Possivelmente nem ela nem outros artistas que o pai-empresário admira abririam mão de cachês para participar de shows na Feira, onde o perfil dos participantes não está interessado neste tipo de som. Talvez pra ele o foco não fosse importante, uma vez que ele admite que o importante é tocar, não importando o público. Tudo bem que o público de um evento como a Feira da Música é bem receptivo, uma vez que o acesso aos shows é gratuito. Mas o que ela tiraria dali além de palmas e alguns elogios se não entende direito como as coisas funcionam hoje?

A geração deste pai-empresário e da filha-cantora se acostumou com a visão de sucesso instantâneo através da TV como vitrine e com as músicas mais tocadas na parada da rádio, com vendas de 100 mil discos por mês e coisa assim… Algo completamente improvável nesta época.

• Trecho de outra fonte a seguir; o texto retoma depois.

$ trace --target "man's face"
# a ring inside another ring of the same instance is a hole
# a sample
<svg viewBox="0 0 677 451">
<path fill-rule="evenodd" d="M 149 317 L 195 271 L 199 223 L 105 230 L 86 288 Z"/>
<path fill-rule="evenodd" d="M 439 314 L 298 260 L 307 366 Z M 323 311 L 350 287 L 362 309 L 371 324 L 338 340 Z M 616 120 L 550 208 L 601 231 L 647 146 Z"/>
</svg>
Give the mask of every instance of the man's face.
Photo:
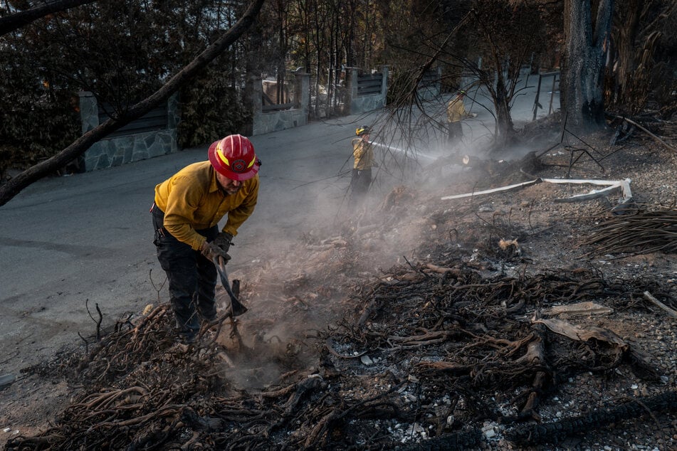
<svg viewBox="0 0 677 451">
<path fill-rule="evenodd" d="M 222 175 L 219 173 L 216 173 L 216 180 L 219 181 L 219 184 L 221 185 L 221 187 L 224 189 L 224 191 L 229 194 L 235 194 L 240 189 L 242 188 L 242 182 L 238 181 L 237 180 L 231 180 L 224 175 Z"/>
</svg>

A menos, claro, que o jabá seja institucionalizado e gravadoras voltem a derramar dinheiro nas mídias tradicionais. Mas como isso tá longe de ocorrer, vamos nos ater às alternativas e soluções que os novos personagens deste mercado tem sugerido.

Superação

Uma destas iniciativas que tem se convertido em algo com bons resultados é a moeda “Patativa” que circula na própria Feira da Música. Com valor igual ao Real, a Patativa é aceita em diversos bares e restaurantes parceiros do evento. Como cada participante da Feira recebe uma quantia fixa de Patativas para usar durante os dias de evento, dependendo de sua economia e administração pessoal, isso já quebra um grande galho e evita gastos extras.

Quem já veio à Feira anteriormente já se familiarizou com a moeda e com sua estrutura. Mas acontece que assim como o mercado foi mudando, o público participante também foi mudando e se renovando. Muitos dos produtores e agentes com quem estava acostumado a encontrar, desta vez não vieram. Em compensação, uma nova galera apareceu e chegou disposta a colaborar. Foram esses novos personagens que acabaram segurando a onda e se desdobrando para fazer a Feira ser realizada neste ano.

No fim das contas, quem deixou de vir a esta edição da Feira da Música perdeu a chance de ver como um evento deste porte e com patrocínio mínimo deu um exemplo de superação. Todos os envolvidos chegaram até a subir no palco, contar seus relatos emocionados e literalmente passar o chapéu entre a plateia no último dia de programação para ver se ainda era possível arrecadar um extra com a participação efetiva de todos.

Esperemos que nos próximos anos os gestores públicos entendam a importância das Feiras no calendário de eventos do país e tratem o evento tal qual merece. Enquanto isso é bom saber que algumas secretarias de Cultura estaduais tem conseguido apoiar seus artistas em editais e viagens para fazer esta nova música circular pelo país. E se falei pouco em música neste texto é porque antes de tudo, pra poder viabilizar gravações, shows e turnês pelo país, um financiamento, seja público, privado ou particular, é essencial. E hoje neste mercado inter-dependente tudo isso tem que estar conectado.